Phil Mickelson is unquestionably one of the greatest golfers of all time due to an impressive and eclectic résumé. Sure, there are the 44 PGA Tour titles and five major championships, but he’s also the only golfer to spend more than a quarter century consecutively inside the top 50 of the Official World Golf Ranking, and we’re pretty sure he’s the only golfer to win a $9 million match when he won “The Match” against Tiger Woods in 2018. We’re only pretty sure about the latter because who knows how much Bill Gates or Warren Buffett have played for. Or Michael Jordan for that matter.
Despite all of Mickelson’s accomplishments, though, there are two surprising things Lefty has left to accomplish in his illustrious career. Well, besides winning a U.S. Open and completing the career Grand Slam. Considering he’s finished runner-up a record six times in our national championship, that should probably count as a third surprising thing.
Except golf fans aren’t surprised by that fact. In fact, they’re probably more aware of those six close calls than the five times he’s won a major elsewhere. And they’ll be reminded of that even more if the 2020 U.S. Open at Winged Foot ever happens. No, we’re talking about something much, much more surprising. For all his success, somehow, Phil Mickelson has never been officially the best player on the planet—either by metrics or by a vote of his peers.
Yep, that’s right. Despite record longevity near the top of the top 50 of the Official World Golf Ranking and reaching No. 2 on many occasion, Mickelson has never been ranked No. 1. Not once. Not even for one week. Even Tom Lehman was No. 1 for one week. During Mickelson’s career, during Mickelson’s career no less. Reminder: Phil Mickelson has won five majors. Tom Lehman has won five PGA Tour titles total.
At the time of this post, the No. 1 ranking has changed hands 66 times since Mickelson turned pro in 1992. Even more astonishing?
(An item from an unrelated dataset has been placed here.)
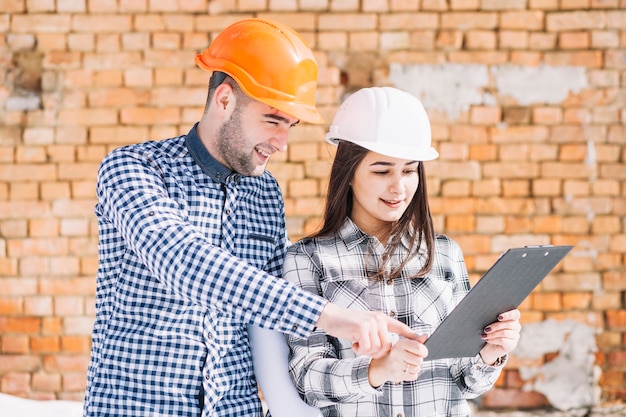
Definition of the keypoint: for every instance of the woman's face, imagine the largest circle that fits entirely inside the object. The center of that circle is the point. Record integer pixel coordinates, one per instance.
(382, 189)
TWENTY different golfers not named Mickelson have held the top spot during his career. In addition to Lehman, who at least won one major, that includes the likes of Lee Westwood and Luke Donald. No offense to those guys, but they’re no Phil Mickelson.
So if that’s surprising thing No. 1, what’s No. 2? Well, Mickelson has also never won PGA Tour Player of the Year. Again, not once. Granted, it’s tough playing in the Tiger Woods Era, but take away Tiger’s 11 POY Awards (LOL), and there have still been 16 other full seasons played by Mickelson on tour that didn’t result in him winning a vote by his peers. Donald has won one. Mark O’Meara has won one. Jim Furyk won one during a year in which Mickelson won the Masters. Crazy. Then again, 2010 was just a crazy year in general.
Anyway, when it comes to these accolades, Mickelson’s timing has just been a bit off. Of course, these holes in an otherwise sterling résumé don’t do much to diminish this legend and they certainly won’t keep Mickelson out of the World Golf Hall of Fame. In fact, he was inducted eight years ago, before he won his last of five majors. But they are bizarre for a player of his caliber. And considering Phil turns 50 next month, we’re pretty sure neither are going to happen for him. Considering how his bank account has grown along the way, we’re also pretty sure he’ll be OK.